Perfumery: Techniques In Evolution IV

In November 1978, 21 years ago, I introduced the first article of the series, “Perfumery: Techniques in Evolution,” at the Fifth Convention of Perfumers in Spain. I was then a member of the Spanish Society of Cosmetic Chemists and The Professional Group of Perfumers, organizations that I quit some years later. I started talking about the word “evolution” as a key hallmark to understand our profession. At this time I described products like α-damascone, β-damascone, damascenone, calone (watermelon ketone), all virtually unknown in 1978 by almost all the perfumers in the world. I stated that these chemicals were going to be the elements making the forthcoming evolution of perfumery possible, an evolution that was a real revolution already looming over the horizon. Well, I was right. In 1978 there was not a perfume with calone in it. Now, it is one of the most successful ingredients; one with which perfumers won’t be able to work without. Damascones and damascenone where known only through the patents, through scientific papers describing minor ingredients in bulgarian rose oil, rose oxyde, neroloxyde, rose furan and p-menthen-9-al; at the time, these were used in bases such as cetylia, dorinia or damascenia. Most perfumers, exept those working with the company that patented them, used these bases without knowing which chemicals were responsible for imparting the sought-after effects of radiant, fruity and rosy nuances.

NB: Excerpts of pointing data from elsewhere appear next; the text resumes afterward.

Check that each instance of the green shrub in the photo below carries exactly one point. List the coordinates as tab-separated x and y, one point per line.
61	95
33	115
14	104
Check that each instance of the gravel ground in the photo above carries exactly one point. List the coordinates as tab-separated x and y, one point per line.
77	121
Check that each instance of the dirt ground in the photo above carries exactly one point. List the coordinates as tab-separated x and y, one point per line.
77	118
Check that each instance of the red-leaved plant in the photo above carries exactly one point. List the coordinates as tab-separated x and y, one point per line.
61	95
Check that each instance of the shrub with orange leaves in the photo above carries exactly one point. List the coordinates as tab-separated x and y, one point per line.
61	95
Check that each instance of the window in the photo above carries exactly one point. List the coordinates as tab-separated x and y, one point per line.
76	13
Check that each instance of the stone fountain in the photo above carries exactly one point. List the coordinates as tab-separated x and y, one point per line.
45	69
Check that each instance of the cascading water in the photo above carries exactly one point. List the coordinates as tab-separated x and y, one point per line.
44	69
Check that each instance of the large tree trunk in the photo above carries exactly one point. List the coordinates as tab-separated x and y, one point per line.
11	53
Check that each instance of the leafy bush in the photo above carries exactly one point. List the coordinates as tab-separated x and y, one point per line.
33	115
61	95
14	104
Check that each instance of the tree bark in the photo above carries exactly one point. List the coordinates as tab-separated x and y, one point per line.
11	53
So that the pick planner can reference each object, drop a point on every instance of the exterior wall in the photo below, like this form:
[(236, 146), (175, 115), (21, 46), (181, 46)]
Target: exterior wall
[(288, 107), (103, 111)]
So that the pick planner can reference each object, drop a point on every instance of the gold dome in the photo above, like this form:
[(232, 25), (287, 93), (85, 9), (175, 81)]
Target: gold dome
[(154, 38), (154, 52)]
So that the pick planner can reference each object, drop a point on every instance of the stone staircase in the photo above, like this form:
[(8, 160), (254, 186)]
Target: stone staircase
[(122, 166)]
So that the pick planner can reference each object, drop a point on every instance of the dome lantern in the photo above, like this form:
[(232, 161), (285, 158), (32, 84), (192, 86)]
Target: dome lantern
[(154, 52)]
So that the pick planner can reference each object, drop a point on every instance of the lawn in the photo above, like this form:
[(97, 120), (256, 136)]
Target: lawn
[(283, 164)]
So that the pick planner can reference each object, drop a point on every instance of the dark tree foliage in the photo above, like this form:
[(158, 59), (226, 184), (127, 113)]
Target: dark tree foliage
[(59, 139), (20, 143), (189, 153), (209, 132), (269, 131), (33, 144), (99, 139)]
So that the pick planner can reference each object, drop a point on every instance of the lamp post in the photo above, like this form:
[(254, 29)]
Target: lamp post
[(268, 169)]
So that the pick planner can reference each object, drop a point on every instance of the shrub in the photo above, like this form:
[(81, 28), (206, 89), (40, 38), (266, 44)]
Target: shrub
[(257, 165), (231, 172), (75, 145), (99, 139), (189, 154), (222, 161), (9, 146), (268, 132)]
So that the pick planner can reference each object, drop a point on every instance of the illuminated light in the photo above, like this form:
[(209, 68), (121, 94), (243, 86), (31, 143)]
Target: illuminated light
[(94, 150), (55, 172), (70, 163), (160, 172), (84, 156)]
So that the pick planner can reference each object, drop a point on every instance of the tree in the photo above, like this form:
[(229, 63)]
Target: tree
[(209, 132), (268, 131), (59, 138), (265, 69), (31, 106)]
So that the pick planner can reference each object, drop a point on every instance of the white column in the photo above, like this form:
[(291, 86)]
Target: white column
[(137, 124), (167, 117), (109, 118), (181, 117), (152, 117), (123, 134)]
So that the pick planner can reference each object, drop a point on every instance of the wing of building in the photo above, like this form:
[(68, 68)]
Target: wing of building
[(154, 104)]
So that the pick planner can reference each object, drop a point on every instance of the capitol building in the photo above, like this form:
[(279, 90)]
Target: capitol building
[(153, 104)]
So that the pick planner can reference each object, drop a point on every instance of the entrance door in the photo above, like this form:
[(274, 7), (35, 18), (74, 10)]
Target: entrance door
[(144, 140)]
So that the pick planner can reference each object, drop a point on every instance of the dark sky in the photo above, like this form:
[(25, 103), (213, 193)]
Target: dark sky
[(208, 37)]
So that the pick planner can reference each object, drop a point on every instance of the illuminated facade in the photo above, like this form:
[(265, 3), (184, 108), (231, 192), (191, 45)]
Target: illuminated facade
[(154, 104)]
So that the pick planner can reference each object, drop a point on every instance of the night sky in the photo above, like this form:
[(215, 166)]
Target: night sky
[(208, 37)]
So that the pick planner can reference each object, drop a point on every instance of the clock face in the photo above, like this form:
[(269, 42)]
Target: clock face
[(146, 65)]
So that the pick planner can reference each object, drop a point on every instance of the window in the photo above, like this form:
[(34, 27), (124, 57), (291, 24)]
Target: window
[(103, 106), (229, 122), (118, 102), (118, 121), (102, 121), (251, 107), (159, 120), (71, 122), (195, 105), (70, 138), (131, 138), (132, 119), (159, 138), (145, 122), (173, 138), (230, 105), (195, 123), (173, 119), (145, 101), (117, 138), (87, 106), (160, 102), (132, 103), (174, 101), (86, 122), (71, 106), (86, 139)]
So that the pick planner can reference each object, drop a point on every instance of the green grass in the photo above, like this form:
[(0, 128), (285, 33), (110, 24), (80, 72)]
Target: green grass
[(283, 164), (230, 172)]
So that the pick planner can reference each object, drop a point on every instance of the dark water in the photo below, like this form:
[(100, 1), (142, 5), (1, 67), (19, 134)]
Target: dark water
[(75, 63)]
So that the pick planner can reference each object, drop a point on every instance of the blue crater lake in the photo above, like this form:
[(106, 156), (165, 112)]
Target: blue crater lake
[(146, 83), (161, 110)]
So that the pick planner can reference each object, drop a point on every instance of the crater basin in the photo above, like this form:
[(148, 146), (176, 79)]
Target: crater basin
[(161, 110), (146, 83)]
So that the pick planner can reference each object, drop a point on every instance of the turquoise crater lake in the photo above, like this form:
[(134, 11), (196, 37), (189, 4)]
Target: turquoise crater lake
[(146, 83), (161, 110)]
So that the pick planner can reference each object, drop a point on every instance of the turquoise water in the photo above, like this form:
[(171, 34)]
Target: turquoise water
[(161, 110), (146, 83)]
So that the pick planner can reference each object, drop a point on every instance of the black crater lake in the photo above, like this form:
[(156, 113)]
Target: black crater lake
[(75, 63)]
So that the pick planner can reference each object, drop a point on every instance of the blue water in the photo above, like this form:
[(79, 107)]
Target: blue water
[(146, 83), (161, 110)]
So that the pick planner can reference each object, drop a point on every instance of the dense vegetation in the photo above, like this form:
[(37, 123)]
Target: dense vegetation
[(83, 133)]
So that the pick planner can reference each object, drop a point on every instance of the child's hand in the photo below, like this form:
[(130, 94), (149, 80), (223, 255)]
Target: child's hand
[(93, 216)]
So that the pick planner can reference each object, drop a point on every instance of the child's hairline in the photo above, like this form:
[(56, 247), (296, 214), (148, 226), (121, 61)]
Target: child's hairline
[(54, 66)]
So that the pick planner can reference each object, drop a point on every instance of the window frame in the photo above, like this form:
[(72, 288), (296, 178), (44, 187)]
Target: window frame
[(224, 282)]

However, I said something wrong. I said that this evolution did not mean any break with perfumery’s past. Unfortunately, and at that time I did not see it, there has been a major break. Perfumery of the past, the technique used by the most excellent perfumers, Jean Carles, Edmond Roudnitzka, Ernest Beaux, Maurice Maurin, Paul Vacher, Guy Robert etc.; men and women that spent their lives expressing themselves through combinations of essential oils and chemicals were going to be hampered by several organizations that began telling us what ingredients we could and could not use; if it was allowable to use 0.1% of costus or not, even in limited amounts, for example. Italian bergamote oil, styrax, Peru balsam, cinnamon or chenopodium oils were treated as hramful. According to the logic of these organizations, the crusaders of human health, we found out that almost all essential oils were not advisable to be used except in light touches. Clary sage, black pepper, juniper berry, frankincense and laurel-leaf oils were allowed; blessed generosity by those concerned with the health of the world. Many chemicals that were discovered by enthusiastic young chemists cooperating closely with me were often stalled for years and years by these organizations, and could not be used at all.

Another branch of what I call crusaders of human ethics, those defending the rights of animals, started fighting civet, castoreum and all the rest of animal products, for the sake of saving animals from cruelty.